Data science is a great profession—but it can also be a lonely one. For many newly qualified data scientists, the first few years out of college are a real challenge. Without the camaraderie and friendship provided by your peers, it can quickly begin to feel isolating.
However, data science is actually an inherently social profession. Part of a data scientist’s role is to work alongside internal and external stakeholders to deliver key insights; outside of that, many data scientists like to stay connected to their peers working in similar roles as a way to discover new ideas and methodologies.
One of the best ways data scientists network with each other is through data science communities.
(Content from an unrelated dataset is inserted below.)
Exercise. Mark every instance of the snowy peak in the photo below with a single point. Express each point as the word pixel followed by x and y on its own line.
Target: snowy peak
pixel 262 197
In this post, we’ll run through the most popular data science communities and show you how you can get involved.
Technically, Kaggle is a coding tool rather than a community per se, but the Google-owned software is so popular among data scientists that it now boasts one of the largest data science communities in the world.
Kaggle has mainly been built as a tool to evaluate and assemble teams across competitions. It allows you to find and publish data sets, explore and build models in a web-based environment, and share your work with other scientists and engineers. You can even enter competitions directly from the software, which offers over 50,000 public datasets and 400,000 public notebooks to address even the most complex challenges.
Another extremely useful feature of Kaggle is that it provides free access to NVidia K80 GPUs in kernels. This benchmark shows that enabling a GPU to your Kernel results in a 12.5X speedup during the training of a deep learning model. There are loads of great resources on how to start using the Kaggle in this way, including this guide.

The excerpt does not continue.